Anger is a natural part of being alive. It is an emotional response that can be triggered by a variety of different situations. In some cases, anger is a symptom of fear, isolation, frustration, or even hunger. Many people struggle to manage anger, but it is especially challenging for children.
Most kids are just learning to identify and understand their feelings, making it tough to express those feelings in constructive ways. If your child is struggling with anger, it is likely a normal phase in his emotional development. There are several things you can do to ease the emotions expressed during a bout of anger and to help your child better cope when these feelings arise.
Very young children often benefit from redirection when feeling angry. When a child is unable to verbally communicate how he is feeling, it can be tough for parents to manage the behavior that ensues. Tantrums are often an expression of anger in young children. Redirection is one of the most effective strategies for helping a young child diffuse a tantrum.
Do not use redirection as a punishment or a reward. Encourage your child to focus his or her attention on something else before feelings of anger escalate into a full-blown tantrum.
Talk about the Issue
Once your child is able to use words to express his feelings, it becomes much easier to deal with anger. Despite having words to use as tools, anger can still be a complicated issue. Your child needs to know that anger is natural and that nothing is wrong, but that it is important for him to express the feelings constructively.
It can also help to discuss why the feelings of anger arose. Many times anger is a symptom of another deeper feeling and if a child can identify this emotion, it might be easier to solve the problem.
Develop Coping Strategies
As your child learns to identify triggers for anger and other emotions, he needs tools to help him prevent his anger from growing out of control.
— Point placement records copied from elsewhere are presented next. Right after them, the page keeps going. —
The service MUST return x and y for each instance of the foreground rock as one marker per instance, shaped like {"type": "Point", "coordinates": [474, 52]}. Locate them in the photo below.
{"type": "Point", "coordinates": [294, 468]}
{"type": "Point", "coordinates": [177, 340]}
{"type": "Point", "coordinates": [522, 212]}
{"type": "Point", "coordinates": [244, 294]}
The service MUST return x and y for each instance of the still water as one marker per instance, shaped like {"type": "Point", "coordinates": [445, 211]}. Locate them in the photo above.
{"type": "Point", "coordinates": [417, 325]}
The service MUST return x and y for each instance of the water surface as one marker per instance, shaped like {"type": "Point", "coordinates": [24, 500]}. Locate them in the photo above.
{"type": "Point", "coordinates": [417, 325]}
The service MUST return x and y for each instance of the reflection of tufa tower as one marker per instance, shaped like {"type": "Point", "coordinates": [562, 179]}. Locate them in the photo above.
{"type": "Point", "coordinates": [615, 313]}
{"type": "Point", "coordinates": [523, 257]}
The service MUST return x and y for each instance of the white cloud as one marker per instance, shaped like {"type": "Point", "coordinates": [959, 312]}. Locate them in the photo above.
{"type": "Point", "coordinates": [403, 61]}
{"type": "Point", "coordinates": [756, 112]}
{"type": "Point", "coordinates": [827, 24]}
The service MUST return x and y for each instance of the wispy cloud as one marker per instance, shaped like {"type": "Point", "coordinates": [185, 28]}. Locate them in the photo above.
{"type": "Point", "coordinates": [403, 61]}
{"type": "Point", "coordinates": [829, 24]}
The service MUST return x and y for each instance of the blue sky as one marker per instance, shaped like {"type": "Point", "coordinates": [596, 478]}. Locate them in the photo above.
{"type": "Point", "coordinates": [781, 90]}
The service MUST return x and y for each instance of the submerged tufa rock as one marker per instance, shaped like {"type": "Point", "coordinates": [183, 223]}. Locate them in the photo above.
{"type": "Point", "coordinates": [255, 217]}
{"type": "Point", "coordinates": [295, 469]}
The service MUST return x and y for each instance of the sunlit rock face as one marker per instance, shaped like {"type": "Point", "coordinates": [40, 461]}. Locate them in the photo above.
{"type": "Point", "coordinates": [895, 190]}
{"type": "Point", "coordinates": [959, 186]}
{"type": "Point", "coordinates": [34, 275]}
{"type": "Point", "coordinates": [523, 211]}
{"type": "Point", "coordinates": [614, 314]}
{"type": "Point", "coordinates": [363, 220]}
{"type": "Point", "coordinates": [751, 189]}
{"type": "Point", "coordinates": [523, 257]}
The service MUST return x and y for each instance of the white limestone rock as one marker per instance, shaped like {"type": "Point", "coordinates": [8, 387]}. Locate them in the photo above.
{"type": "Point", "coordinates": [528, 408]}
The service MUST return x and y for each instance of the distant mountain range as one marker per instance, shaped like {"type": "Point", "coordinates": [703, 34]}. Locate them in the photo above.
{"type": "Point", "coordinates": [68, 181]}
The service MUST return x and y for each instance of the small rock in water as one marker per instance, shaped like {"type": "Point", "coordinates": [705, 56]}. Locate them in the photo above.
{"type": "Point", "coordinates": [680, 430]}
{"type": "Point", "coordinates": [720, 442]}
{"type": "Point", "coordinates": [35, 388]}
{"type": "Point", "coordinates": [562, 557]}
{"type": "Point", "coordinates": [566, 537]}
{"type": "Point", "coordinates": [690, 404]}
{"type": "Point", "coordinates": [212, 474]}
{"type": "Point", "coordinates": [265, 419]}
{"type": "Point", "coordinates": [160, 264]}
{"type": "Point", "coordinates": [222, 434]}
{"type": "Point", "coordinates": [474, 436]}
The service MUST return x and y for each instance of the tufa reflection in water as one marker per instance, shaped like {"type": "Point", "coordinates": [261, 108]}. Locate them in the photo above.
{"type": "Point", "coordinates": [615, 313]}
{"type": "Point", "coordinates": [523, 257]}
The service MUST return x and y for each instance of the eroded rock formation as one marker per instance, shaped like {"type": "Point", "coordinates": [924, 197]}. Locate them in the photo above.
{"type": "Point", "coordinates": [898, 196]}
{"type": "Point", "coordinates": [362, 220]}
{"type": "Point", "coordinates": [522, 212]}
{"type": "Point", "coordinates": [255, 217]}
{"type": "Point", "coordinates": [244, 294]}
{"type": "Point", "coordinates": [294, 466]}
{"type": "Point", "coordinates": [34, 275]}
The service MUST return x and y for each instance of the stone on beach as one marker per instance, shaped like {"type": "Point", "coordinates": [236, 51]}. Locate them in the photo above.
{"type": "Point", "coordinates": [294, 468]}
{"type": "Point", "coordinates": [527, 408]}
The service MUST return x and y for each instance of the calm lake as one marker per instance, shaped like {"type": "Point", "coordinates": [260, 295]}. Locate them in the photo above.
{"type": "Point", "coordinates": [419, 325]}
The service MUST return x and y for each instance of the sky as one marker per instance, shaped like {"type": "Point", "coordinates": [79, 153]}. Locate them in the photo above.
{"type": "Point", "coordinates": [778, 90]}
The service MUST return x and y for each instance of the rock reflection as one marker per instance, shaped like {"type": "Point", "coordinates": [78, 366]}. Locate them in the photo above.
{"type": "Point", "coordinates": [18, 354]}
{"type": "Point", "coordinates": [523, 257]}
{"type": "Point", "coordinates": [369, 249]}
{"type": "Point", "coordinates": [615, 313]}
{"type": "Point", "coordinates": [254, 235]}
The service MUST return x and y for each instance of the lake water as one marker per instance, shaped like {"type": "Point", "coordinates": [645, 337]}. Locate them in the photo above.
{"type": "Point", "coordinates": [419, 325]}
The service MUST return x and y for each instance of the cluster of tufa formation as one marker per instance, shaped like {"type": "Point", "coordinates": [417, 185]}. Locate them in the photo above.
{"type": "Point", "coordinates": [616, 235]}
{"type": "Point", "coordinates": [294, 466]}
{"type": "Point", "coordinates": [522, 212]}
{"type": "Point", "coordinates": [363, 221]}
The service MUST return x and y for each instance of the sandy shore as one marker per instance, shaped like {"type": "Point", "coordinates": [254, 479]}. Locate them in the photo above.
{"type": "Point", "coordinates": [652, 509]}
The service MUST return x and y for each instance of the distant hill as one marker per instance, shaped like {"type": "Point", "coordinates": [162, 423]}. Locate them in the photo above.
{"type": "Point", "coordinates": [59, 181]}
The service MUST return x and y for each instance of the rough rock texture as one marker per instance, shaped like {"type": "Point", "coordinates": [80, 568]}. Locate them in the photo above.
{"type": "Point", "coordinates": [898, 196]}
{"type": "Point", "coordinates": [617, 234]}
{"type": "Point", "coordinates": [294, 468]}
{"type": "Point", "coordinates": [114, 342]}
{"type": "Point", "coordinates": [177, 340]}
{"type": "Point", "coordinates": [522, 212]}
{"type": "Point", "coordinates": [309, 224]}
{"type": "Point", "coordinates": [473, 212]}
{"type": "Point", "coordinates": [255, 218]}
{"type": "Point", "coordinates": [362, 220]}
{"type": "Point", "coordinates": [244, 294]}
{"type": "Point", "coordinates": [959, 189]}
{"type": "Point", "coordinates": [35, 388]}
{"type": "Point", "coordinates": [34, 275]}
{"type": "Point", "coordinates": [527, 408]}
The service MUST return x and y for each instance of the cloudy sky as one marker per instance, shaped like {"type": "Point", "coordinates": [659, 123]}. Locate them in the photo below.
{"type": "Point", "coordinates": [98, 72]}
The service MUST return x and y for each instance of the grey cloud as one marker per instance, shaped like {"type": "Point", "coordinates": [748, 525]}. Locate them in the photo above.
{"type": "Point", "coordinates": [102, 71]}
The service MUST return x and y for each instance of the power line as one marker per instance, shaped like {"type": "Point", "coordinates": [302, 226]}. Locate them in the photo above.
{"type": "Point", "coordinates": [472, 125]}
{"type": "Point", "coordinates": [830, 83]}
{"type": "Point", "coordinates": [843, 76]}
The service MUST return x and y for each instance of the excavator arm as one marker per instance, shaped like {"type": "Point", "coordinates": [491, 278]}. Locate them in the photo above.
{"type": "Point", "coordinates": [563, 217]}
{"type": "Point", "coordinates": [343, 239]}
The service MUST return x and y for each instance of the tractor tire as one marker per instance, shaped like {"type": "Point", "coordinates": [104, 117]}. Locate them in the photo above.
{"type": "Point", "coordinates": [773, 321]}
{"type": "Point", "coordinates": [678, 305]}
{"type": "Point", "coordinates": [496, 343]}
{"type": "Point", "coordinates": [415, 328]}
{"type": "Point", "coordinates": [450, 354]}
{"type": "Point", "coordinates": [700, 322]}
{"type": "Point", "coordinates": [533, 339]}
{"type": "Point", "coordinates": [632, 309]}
One coping strategy offered by La Leche League International, an organization that encourages breastfeeding and teaches mothers about child development, is the “3+10” strategy.
Tell your child that as he starts to feel anger that could lead to a loss of control, take three deep breathes and then count to 10. You can practice this strategy with your child so he is familiar with the actions when the time comes to use it in response to anger.
Set a Good Example
One of the best ways to help your child manage anger is to do so yourself. If you are an angry person and you lose control of your emotions, he will model your behavior. Think about how you react when you are feeling angry and be honest with yourself about your actions. Try using the 3+10 strategy the next time you feel angry and be a good role model for your child.
Finally, if you have tried everything else and your child is still struggling with anger, it might be time to consider professional counseling. Sometimes children face challenges that require professional support. It is better to seek counseling earl++y than to wait until your child is drowning in emotional issues.